Background: Chronic lymphocytic leukemia (CLL) is a clinically heterogeneous disease. The mutational status of the immunoglobulin heavy chain variable (IGHV) region represent one of the best prognostic markers and defines two disease subgroups: mutated (M-CLL) and unmutated (UM-CLL), with different clinical course. Materials and Methods: IGHV-D-J gene rearrangements and mutational status were analyzed in 73 Argentinean CLL patients, 22 previously treated, by reverse transcriptase-polymerase chain reaction and bi-directional sequencing.

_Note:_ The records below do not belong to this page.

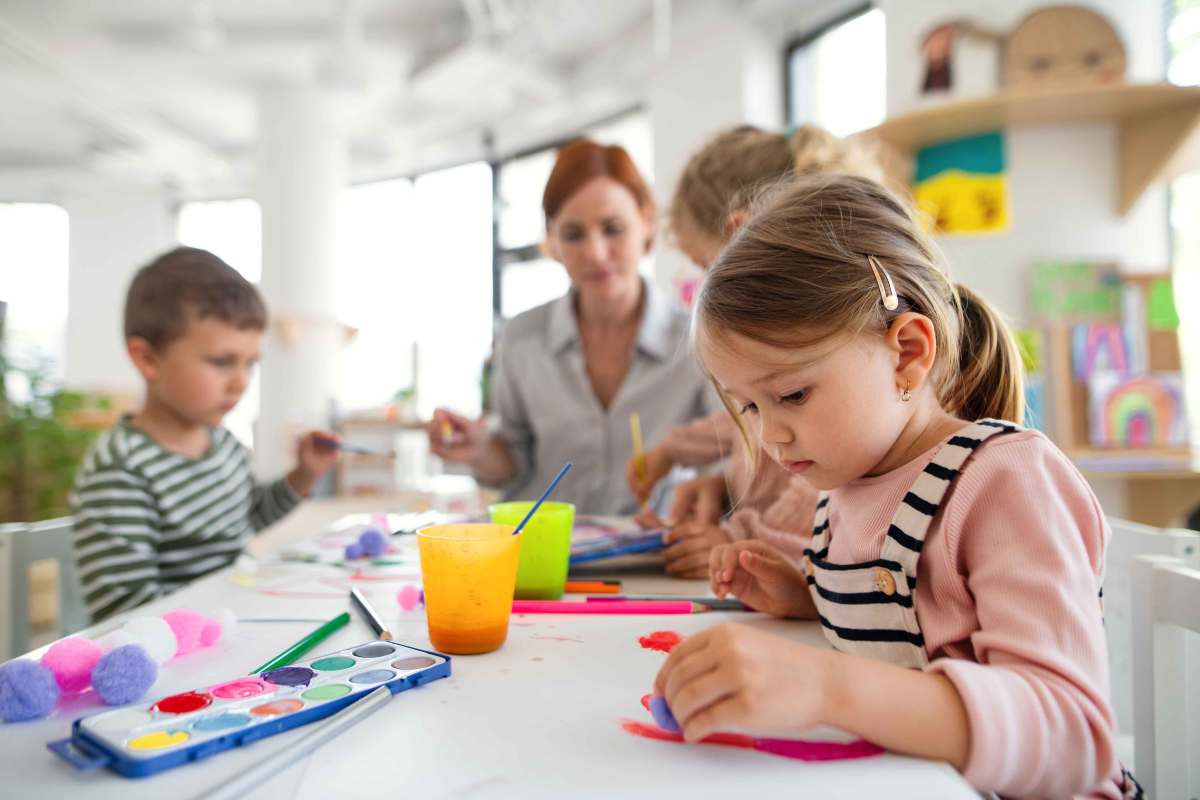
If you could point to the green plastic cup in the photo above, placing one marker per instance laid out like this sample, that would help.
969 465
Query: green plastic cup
545 546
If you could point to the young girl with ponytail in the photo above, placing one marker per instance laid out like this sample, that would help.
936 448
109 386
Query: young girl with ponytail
955 558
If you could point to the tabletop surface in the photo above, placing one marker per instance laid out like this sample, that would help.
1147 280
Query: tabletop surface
538 719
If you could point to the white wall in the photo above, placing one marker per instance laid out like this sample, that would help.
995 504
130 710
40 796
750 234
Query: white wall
720 71
115 229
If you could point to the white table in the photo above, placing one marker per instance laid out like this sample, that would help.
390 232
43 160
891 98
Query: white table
538 719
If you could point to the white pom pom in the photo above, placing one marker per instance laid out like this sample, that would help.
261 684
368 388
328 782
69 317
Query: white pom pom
228 620
113 639
154 635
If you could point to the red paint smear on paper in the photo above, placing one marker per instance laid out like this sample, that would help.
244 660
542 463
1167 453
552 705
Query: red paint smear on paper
660 641
795 749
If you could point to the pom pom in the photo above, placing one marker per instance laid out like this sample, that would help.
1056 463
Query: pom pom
28 691
113 639
373 542
228 620
661 713
210 633
124 675
71 661
155 636
409 597
187 626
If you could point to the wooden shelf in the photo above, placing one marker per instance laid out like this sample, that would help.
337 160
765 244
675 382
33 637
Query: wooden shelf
1156 125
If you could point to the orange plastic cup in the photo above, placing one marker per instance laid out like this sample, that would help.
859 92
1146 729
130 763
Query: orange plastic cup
469 572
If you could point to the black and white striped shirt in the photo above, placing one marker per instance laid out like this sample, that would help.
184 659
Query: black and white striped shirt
149 521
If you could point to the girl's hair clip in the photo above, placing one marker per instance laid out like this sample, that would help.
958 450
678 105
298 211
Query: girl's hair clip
888 292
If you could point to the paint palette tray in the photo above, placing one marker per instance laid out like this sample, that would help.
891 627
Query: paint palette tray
143 739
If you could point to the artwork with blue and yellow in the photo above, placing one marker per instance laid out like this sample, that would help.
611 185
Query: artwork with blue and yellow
961 185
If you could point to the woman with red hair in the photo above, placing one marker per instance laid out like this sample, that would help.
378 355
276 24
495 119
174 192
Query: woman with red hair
569 373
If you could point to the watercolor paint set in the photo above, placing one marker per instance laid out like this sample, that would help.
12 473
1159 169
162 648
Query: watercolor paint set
143 739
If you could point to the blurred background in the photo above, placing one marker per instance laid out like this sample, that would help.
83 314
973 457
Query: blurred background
376 167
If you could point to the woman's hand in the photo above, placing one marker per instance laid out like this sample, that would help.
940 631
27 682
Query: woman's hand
688 547
761 577
456 438
658 465
699 500
733 678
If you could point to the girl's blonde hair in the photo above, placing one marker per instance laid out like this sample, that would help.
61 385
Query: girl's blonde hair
797 272
736 163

Results were compared with those reported in other geographic regions. FISH analysis was also performed. Results: Forty three (58.9%) cases were M-CLL, and 30 (41.1%) were UM-CLL. Deletion 13q14 as a single alteration was more frequently observed in M-CLL (48%) than in UM-CLL (24%). In the M-group, the proportion of cases with deletion 13q14 was significantly higher than those with +12 (12%) and, deletions 17p and 11q (11.7%) (p=0.003). The most frequently used IGHV families were IGHV3>IGHV1>IGHV4, different to those observed in Asian, Brazilian and Uruguayan series. IGHV3-23 gene (10.8%) was the most commonly used, followed by IGHV1-69 (9.5%), IGHV4-59 and IGHV2-5 (6.8% each), IGHV3-21 and IGHV3-30 (5.4% each). IGHV4-34 showed the lowest frequency (2.7%) in our cohort compared to published data, while IGHV4-59, IGHV3-72 and IGHV2-5 were overexpressed in our series. Stereotyped HCDR3 were found in 9.5% patients. Conclusions: Our results showed that Argentinean CLL patients display an IGHV gene usage which resembles that observed in Western countries and exhibit interesting similarities and differences with respect to published series from other Latin American populations, reflecting variations in the genetic background.